1,25(OH)2D3 decreases leptin, IL‐6 and SAA expression in human adipocytes: role of vitamin D receptor

Low vitamin D status is associated with human obesity, and higher risk for insulin resistance and development of Type 2 Diabetes. Vitamin D has anti‐inflammatory effects in macrophages and recent studies proposed a role of vitamin D in adipose tissue inflammation and adipokine expression. To test the effects of 1,25(OH)2D3 on adipokine secretion, human adipose tissue explants were cultured with or without 1,25(OH)2D3 (10–8 M). 1,25(OH)2D3 decreased mRNA levels and secretion of leptin, IL‐6, and SAA by 40–50% without affecting MCP‐1 and adiponectin expression. To test direct effects of 1,25(OH)2D3 on adipocytes, we also tested its effects in human adipocytes in culture.
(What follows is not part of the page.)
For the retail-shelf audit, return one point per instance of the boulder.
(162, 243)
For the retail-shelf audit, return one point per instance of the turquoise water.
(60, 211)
Similar to adipose tissue explants, 1,25(OH)2D3 (10–8 M) decreased leptin and IL‐6 by 50–60% in primary human adipocytes in culture, demonstrating the effects of 1,25(OH)2D3 at the level of adipocytes. Using RNAi, we further assessed whether the effects of 1,25(OH)2D3 on adipokines were mediated through the vitamin D receptor (VDR). When VDR protein levels were reduced (>;80% knockdown), 1,25(OH)2D3 did not affect leptin and IL‐6 secretion, demonstrating the effects of 1,25(OH)2D3 are mediated through the VDR. Overall, these results demonstrate that vitamin D has anti‐inflammatory actions in human adipose tissue and adipocytes, and suggest this mechanism may link higher vitamin D status with reduced risk of T2D found in epidemiological studies.